Wild greens are generally more flavoursome and nutritious than greens raised commercially. This is because they are not pushed to produce yields beyond their means and have evolved naturally, so they have a greater variety of nutrients and flavour as a result.
You are also more likely to eat your greens on the day you harvested them, so they will have a higher concentration of vitamins and minerals than leaves, which are several days old.
By foraging for greens you will become more in tune with the local environment and nature, and you will eat the food that humans have evolved to eat.
There are plenty of wild leaves to choose from, including watercress found growing in local streams, to hops growing in the hedgerows.

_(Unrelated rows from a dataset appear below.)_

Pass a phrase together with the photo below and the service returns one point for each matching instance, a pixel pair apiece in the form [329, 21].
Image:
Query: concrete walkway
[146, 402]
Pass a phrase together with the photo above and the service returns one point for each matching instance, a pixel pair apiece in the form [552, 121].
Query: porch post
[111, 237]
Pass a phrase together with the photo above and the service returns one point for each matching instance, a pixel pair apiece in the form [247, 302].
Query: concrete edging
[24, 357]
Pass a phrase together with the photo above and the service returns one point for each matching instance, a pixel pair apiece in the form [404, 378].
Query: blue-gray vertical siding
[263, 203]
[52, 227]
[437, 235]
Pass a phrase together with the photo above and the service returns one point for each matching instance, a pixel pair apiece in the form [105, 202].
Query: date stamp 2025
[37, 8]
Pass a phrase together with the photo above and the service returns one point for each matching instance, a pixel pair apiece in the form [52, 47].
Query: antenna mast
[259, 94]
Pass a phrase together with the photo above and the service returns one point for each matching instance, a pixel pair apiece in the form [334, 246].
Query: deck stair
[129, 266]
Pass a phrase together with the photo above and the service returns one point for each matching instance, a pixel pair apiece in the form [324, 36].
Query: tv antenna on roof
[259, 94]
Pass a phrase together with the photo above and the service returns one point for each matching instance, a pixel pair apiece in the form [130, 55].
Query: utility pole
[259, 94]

You may also want to try eating the leaves of wild garlic, which have a mild, garlicky taste, or garlic mustard, otherwise known as ‘Jack-by-the-hedge’.

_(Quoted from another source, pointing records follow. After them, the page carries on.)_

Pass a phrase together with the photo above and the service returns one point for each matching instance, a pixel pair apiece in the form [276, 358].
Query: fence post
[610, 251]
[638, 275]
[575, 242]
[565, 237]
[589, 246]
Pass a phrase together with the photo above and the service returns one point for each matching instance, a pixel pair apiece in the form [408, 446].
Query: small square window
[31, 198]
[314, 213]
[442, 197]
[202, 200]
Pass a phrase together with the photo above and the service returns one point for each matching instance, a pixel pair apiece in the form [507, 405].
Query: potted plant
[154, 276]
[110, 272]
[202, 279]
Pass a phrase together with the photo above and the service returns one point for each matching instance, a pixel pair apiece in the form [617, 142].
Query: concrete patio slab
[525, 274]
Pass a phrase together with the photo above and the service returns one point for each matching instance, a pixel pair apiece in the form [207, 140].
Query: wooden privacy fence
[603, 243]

There are plenty of options to choose from when foraging. They key is knowing exactly what you are picking and washing the leaves thoroughly before you eat them. Take a basket and an expert with you, and see what your local woods and hedgerows have in store for you.
Many edible leaves are otherwise known as weeds. These include nettles, dandelions, borage, chickweed and fat hen. They are all extremely rich in vitamins and minerals, including iron and potassium, and they are delicious too.

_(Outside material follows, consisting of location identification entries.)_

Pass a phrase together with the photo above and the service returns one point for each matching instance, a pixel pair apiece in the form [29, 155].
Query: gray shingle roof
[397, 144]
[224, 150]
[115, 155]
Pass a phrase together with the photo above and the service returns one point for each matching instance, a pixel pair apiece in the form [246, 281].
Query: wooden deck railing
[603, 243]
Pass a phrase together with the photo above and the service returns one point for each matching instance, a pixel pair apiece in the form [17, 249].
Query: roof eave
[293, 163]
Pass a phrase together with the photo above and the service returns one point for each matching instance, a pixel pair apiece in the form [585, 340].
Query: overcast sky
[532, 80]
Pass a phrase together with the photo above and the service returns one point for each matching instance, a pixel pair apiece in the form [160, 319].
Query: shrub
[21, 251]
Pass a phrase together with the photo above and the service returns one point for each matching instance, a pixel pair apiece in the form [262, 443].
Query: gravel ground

They can be made into simple salads, soups and sauces to accompany a wide range of dishes or be eaten in their own right.
Wild Greens to Try
- Dandelion – packed with iron, vitamins C and A, with a bitter-sweet taste.
- Chickweed – contains calcium, potassium, iron, phosphorus, manganese, and vitamins C and B. and is thought to encourage weight-loss.
- Fat hen – contains calcium, potassium, iron, phosphorus, manganese, and vitamins C and B. If you have poultry, fat hen makes a good feed.
- Plantain – its leaves can be harvested and cooked like spinach.
- Ground elder is similar in taste to spinach.
- Borage- its delicate blue flowers can be added to salads or drinks and its leaves have a mild cucumber taste and can be eaten raw or steamed.
- Sorrel – a few leaves are plenty as it has a very strong flavour.
- Hogweed can be cooked and eaten like asparagus.
- Nettles – packed with iron, it can be made into nettle tea, beer and soup and eaten like spinach.
When you go foraging for wild greens, you should choose an area that is free from pollution. Avoid picking greens from the roadside, as they can be polluted with deposits from exhaust fumes. It’s a good idea to pick fresh leaves after it has rained, to ensure they are free from dirt, but you should always wash them thoroughly before eating them.
Foraging for wild greens needn’t be difficult. Always make sure you know what you are picking and take an expert or a field guide with you for reference. It won’t be long before you are an expert in wild greens and will be able to rustle up a feast from wild food fourn lurking in the hedgerows.